In the culinary world, there are many French words that are commonly used. As I discovered recently when talking to a friend, many home cooks are not familiar with these terms. That is the subject of this Cooking Tip. There are too many terms to list them all in this Tip. Rather, I will focus on those that the home cook will most likely run across. Whether you are trying to understand an item on a menu or trying to get an idea about a recipe, an explanation of these terms should prove helpful.
This is the French word for Butter and you will see many variations of this mainly dealing with sauces.
- Beurre Blanc – This translates to “white butter”. It is a light sauce made with a reduction of white wine, vinegar and shallots and finished by whisking in butter to create a smooth and emulsified sauce.
- Beurre Rouge – As expected, the translation of this is “red butter”. It is made similarly to Beurre Blanc but made with red wine instead of white.
- Beurre Manie – This roughly translates to “butter by hand”. It is an uncooked roux and is made by kneading softened butter and flour together until combined. It can then be whisked into hot sauces or soups as a thickening agent.
- Beurre Noisette – browned butter. Butter is cooked gently until the milk solids settle out and turn brown and nutty in flavor.
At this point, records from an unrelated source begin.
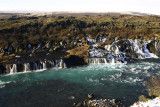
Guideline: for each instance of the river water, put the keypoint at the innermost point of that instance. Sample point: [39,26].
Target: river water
[62,87]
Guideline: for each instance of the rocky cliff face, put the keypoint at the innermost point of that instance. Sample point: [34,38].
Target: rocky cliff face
[32,41]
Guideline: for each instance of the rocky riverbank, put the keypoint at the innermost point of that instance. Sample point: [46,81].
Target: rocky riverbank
[77,40]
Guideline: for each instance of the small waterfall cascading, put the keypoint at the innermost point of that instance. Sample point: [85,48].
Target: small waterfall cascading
[13,68]
[142,51]
[26,67]
[44,65]
[61,64]
[147,53]
[97,61]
Can be used as a sauce on its own or as an ingredient.
- Béchamel sauce – This is a classic thickened white sauce made with a roux and milk. It can be used as a pasta sauce on its own or as a component of souffles and traditional lasagna.
- Mornay sauce – If you take Béchamel sauce and add cheese, you have Mornay sauce. The classic cheese used is Swiss or Gruyère but you can vary it based on your tastes. If you have ever made mac & cheese from scratch, you have made a Mornay sauce whether or not you knew that was the name.
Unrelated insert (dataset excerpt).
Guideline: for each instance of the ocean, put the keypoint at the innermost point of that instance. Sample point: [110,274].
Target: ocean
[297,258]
- Velouté – If you make a white sauce with roux and a light stock instead of milk, you have made Velouté. Think Thanksgiving gravy. Velouté may also be applied to a type of pureed soup.
- Hollandaise – This is a rich sauce made with egg yolks and butter and classically served as part of Eggs Benedict.
- Béarnaise – If you add tarragon to your hollandaise sauce, you have béarnaise.
- Coulis – a fruit or vegetable puree and served as a light sauce or garnish.
- Sabayon – This sauce is traditionally made with egg yolks, sugar and wine, normally Marsala. In Italian, it is known as zabaglione,
- Papillote – a term used to describe food that is cooked and served inside a packet such as parchment or foil.
- Bain-marie – a method of cooking over a hot water bath. It provides for gentle and even heat and is used in melting chocolate and in cooking items such as custard and crème brulée.
- Confit – a cooking technique where food is cooked covered in fat at a low temperature. It is usually defined as a method of cooking duck or pork in its own fat. It is also stored in the same fat.
- Deglaze (deglacer) – a simple technique that involves adding a liquid to a pan that has been used to roast or sauté meat and scraping up the fond that has stuck to the bottom of the pan. It is the first step to making a delicious pan sauce.
French Dishes – here are just a few classic French dishes that you are likely to see on a restaurant menu.
- Boeuf Bourguignon – a slow-cooked French stew made with beef, red wine, pearl onions, mushrooms and bacon.
- Bouillabaisse – a traditional Provençal fish soup originating in the port city of Marseille.
- Cassoulet – another French stew but classically made with sausage, confit (typically duck), pork and white beans.
- Coq au Vin – translated as “rooster with wine”, this is a French chicken stew made by braising chicken with wine, bacon, mushrooms and red wine.
- Croque Monsieur – an elevated ham/cheese sandwich layered with Bechamel sauce. If you put an egg on top, it is called a Croque Madame.
- Gougeres – French cheese puffs
- Profiteroles – cream puffs
- Ratatouille – a traditional vegetable stew made with summer vegetables such as tomatoes, zucchini, peppers and eggplant.
- Tarte Flambée – also known as Flammekueche or Flammkuchen, it is an Alsatian-style pizza. With a thin crust and spread with cream, onions and smoked pork bits, it is delicious.
- Bouquet Garni – a mixture of fresh herbs (normally thyme, parsley & bay leaf) tied together with string or wrapped inside a leek leaf and used to add flavor to stews and soups. The herbs may also be enclosed inside cheesecloth or a spice bag. In that case, it would be known as sachet d’épices (spice bag or sachet).
- Aioli – this is usually described as a garlic flavored mayonnaise and served with vegetables and fish.
- Roux – a mixture of fat and starch (usually butter and flour) cooked to desired color and then used to thicken sauces and, at times, add flavor. This is the basis for many sauces.
- Mirepoix – used as the base for soups, stews and sauces, it is composed of chopped vegetables. The typical composition is onions, carrots and celery. Variations on this are discussed in this Tip.
I hope this brief foray into how we often see the French language creep into our kitchens will save you time as you look at recipes or restaurant menus.